How do i determine what voltage/phase/hp for my Baldor motor found on my Logan Lathe 920?


----------



## Milehimachine (Feb 10, 2016)

I would say its at least 220v as for phase need to know how many wires there can be attached from main power.  open the cover where the plug comes in and take a photo of that, there also might be some model information inside that cover.  Also what year is the lathe.


----------



## CluelessNewB (Feb 10, 2016)

I'm going to guess 3 phase since I see no capacitor.


----------



## CPL_Guimonster (Feb 10, 2016)

Milehimachine said:


> I would say its at least 220v as for phase need to know how many wires there can be attached from main power.  open the cover where the plug comes in and take a photo of that, there also might be some model information inside that cover.  Also what year is the lathe.


1952


----------



## Milehimachine (Feb 10, 2016)

If that is the original motor with this lathe based on logan's history on the size of lathe its probably a 3/4 hp 1725 rpm motor and as clueless stated most likely a 3 phase one as well.


----------



## brino (Feb 10, 2016)

likely 3-phase, just based on the plug
see how many wires are actually connected inside that plug
also, inside the switch cover should be a bunch of pictures that should help narrow down voltage and phase
-brino


----------



## CPL_Guimonster (Feb 10, 2016)

Thank you!


----------



## CPL_Guimonster (Feb 10, 2016)

Milehimachine said:


> If that is the original motor with this lathe based on logan's history on the size of lathe its probably a 3/4 hp 1725 rpm motor and as clueless stated most likely a 3 phase one as well.


I was wondering if it was original.Should I up-grade to a more modern motor?


----------



## John Hasler (Feb 10, 2016)

CPL_Guimonster said:


> I was wondering if it was original.Should I up-grade to a more modern motor?


Not if it works.  Open up the junction box and post pictures.  There may be diagrams there.


----------



## David VanNorman (Feb 10, 2016)

On the third picture down behind the rubber cord  I believe the tag is.
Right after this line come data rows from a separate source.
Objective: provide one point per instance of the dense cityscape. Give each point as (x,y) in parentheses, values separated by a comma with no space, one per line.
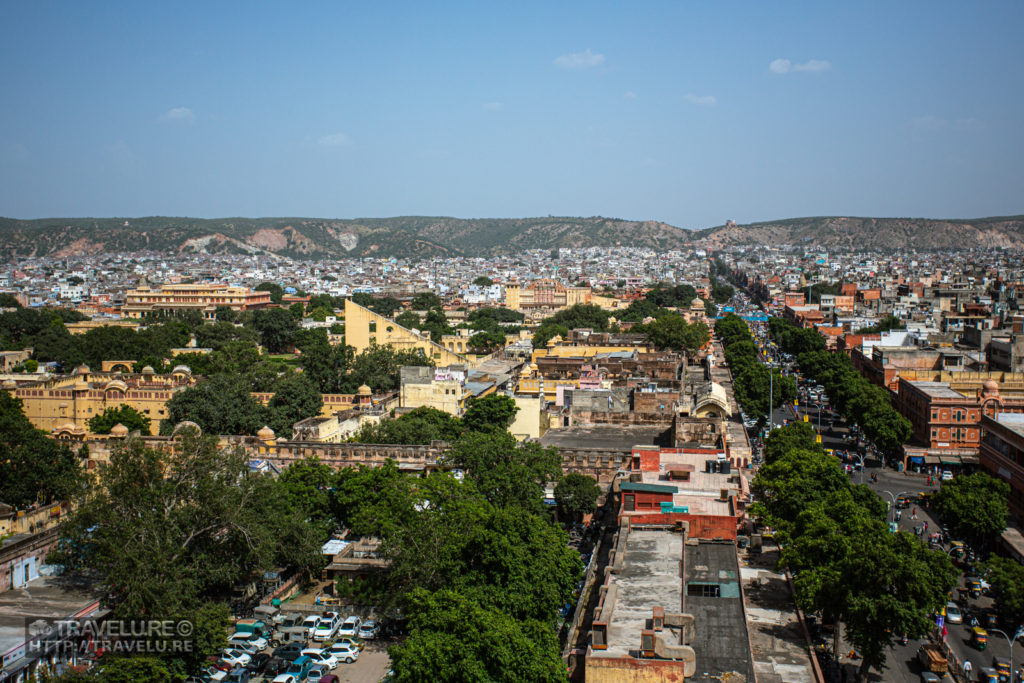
(662,342)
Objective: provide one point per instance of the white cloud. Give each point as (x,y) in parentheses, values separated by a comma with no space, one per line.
(782,66)
(585,59)
(700,100)
(178,115)
(334,140)
(931,123)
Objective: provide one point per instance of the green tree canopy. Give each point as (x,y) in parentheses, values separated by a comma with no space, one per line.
(125,415)
(453,638)
(975,506)
(505,471)
(33,467)
(577,495)
(493,413)
(168,530)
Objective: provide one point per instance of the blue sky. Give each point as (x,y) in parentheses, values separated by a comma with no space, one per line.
(691,113)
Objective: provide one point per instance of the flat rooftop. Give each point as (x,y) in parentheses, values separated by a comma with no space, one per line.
(43,598)
(649,578)
(713,597)
(612,437)
(936,389)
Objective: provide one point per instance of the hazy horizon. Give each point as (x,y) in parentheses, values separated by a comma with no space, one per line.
(688,114)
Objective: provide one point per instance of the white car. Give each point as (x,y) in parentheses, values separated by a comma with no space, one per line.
(215,674)
(350,628)
(953,614)
(369,630)
(236,657)
(344,652)
(255,640)
(321,656)
(309,624)
(327,627)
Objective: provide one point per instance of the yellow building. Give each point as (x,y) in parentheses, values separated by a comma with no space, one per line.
(145,299)
(66,404)
(546,294)
(364,327)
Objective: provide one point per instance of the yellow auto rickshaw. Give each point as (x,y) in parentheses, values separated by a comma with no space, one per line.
(979,637)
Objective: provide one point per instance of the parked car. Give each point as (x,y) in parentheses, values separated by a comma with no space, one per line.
(350,628)
(309,624)
(316,673)
(953,614)
(344,652)
(239,675)
(327,627)
(370,629)
(291,652)
(275,666)
(236,657)
(321,656)
(258,663)
(241,638)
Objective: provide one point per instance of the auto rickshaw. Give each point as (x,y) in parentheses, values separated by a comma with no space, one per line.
(979,637)
(987,675)
(1001,666)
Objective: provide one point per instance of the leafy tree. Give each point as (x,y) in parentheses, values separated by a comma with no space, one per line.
(505,471)
(409,318)
(492,413)
(486,342)
(796,436)
(421,425)
(975,506)
(425,301)
(125,415)
(220,404)
(1007,579)
(275,290)
(33,467)
(168,530)
(671,331)
(577,496)
(454,638)
(276,328)
(225,314)
(296,397)
(307,485)
(218,335)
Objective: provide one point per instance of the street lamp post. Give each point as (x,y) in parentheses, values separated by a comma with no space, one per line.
(894,497)
(1010,643)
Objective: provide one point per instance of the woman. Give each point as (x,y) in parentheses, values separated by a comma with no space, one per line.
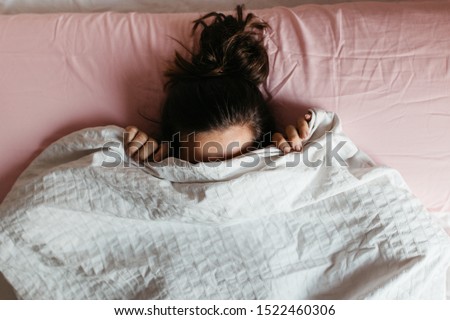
(214,108)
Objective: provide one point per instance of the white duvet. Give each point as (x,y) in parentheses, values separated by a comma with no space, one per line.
(83,222)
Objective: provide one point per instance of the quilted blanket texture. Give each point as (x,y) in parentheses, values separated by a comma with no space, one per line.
(85,222)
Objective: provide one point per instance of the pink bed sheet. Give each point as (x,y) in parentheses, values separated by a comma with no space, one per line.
(383,67)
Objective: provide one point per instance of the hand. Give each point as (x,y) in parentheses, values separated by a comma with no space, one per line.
(295,135)
(140,147)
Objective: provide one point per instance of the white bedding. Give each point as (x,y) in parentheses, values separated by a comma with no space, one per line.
(253,227)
In the picture I think I can see the corner of the tag and a rivet.


----------



## CPL_Guimonster (Feb 10, 2016)

David VanNorman said:


> On the third picture down behind the rubber cord  I believe the tag is. In the picture I think I can see the corner of the tag and a rivet.


Good thinking but got better look.Small electrical box.We see the slotted screws. I gave a ouick wipe with a rag and degreaser. No tag.


----------



## Ulma Doctor (Feb 10, 2016)

something looks funny on the cooling fan of the motor.
i can't really tell from the picture, it may just be a bit of plastic that has become lodged in the fan.
nonetheless i'd take the fan cover off and have a look.
the motor appears to be a 3 phase motor because of the cable size and external cooling fan & frame without a capacitor
the motor tag may be on the opposing side of the motor


----------